MASA PEMERINTAHAN B.J. HABIBIE
Prof. Dr.Ing. Dr. Sc.h.c. Bacharuddin Jusuf Habibie adalah Presiden ketiga Indonesia (1998-1999) setelah lengsernya Soeharto dari jabatannya. Masa kecil Habibie dilalui bersama saudara-saudaranya di Pare-Pare, Sulawesi Selatan. Sifat tegas berpegang pada prinsip telah ditunjukkan Habibie sejak kanak-kanak. Habibie yang punya kegemaran menunggang kuda ini, harus kehilangan bapaknya yang meninggal dunia pada 3 September 1950 karena terkena serangan jantung.

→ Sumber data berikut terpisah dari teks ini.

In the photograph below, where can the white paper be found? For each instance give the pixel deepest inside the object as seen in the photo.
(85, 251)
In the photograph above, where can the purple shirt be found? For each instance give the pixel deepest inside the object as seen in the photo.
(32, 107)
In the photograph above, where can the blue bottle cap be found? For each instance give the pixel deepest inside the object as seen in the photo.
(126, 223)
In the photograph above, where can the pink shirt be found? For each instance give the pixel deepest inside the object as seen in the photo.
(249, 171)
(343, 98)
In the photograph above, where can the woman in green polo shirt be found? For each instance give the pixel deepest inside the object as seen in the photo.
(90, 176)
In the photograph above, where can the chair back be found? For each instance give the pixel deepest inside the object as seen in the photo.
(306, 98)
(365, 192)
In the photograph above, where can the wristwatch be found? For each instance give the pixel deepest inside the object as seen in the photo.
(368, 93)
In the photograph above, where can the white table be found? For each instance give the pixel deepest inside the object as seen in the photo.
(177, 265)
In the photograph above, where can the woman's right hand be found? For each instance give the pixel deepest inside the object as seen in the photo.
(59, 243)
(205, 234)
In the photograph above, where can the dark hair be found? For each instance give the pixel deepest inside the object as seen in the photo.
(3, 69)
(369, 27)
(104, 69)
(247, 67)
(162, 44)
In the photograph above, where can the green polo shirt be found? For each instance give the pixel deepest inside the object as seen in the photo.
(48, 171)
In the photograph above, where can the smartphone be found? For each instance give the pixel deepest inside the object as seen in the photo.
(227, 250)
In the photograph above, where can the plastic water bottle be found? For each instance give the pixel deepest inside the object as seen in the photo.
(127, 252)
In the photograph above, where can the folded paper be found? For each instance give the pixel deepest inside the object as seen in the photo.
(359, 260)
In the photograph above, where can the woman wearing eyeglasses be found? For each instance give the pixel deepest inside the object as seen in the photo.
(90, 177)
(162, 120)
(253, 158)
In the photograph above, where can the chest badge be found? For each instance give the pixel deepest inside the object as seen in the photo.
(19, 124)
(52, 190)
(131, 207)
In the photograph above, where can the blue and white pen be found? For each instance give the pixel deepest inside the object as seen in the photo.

Di awal masa pemerintahannya, Habibie menghadapi persoalan legitimasi yang cukup serius.Akan tetapi, Habibie berusaha mendapatkan dukungan internasional melalui beragam cara. Diantaranya, pemerintahan Habibie menghasilkan dua Undang-Undang (UU) yang berkaitan dengan perlindungan atas hak asasi manusia. Selain itu, pemerintahan Habibie pun berhasil mendorong ratifikasi empat konvensi internasional dalam masalah hak-hak pekerja. Pembentukan Komnas Perempuan juga dilakukan pada masa pemerintahan Habibie yang pendek tersebut. Dengan catatan positif atas beberapa kebijakan dalam bidang HAM yang menjadi perhatian masyarakat internasional ini, Habibie berhasil memperoleh legitimasi yang lebih besar dari masyarakat internasional untuk mengkompensasi minimnya legitimasi dari kalangan domestik. Habibie mendapatkan kembali kepercayaan dari dua institusi penting yaitu IMF sendiri dan Bank Dunia. Kedua lembaga tersebut memutuskan untuk mencairkan program bantuan untuk mengatasi krisis ekonomi sebesar 43 milyar dolar dan bahkan menawarkan tambahan bantuan sebesar 14 milyar dolar. Hal ini memperlihatkan bahwa walaupun basis legitimasi dari kalangan domestik tidak terlampau kuat, dukungan internasional yang diperoleh melalui serangkaian kebijakan untuk memberi image positif kepada dunia internasional memberi kontribusi positif bagi keberlangsungan pemerintahan Habibie saat periode transisi menuju demokrasi dimulai.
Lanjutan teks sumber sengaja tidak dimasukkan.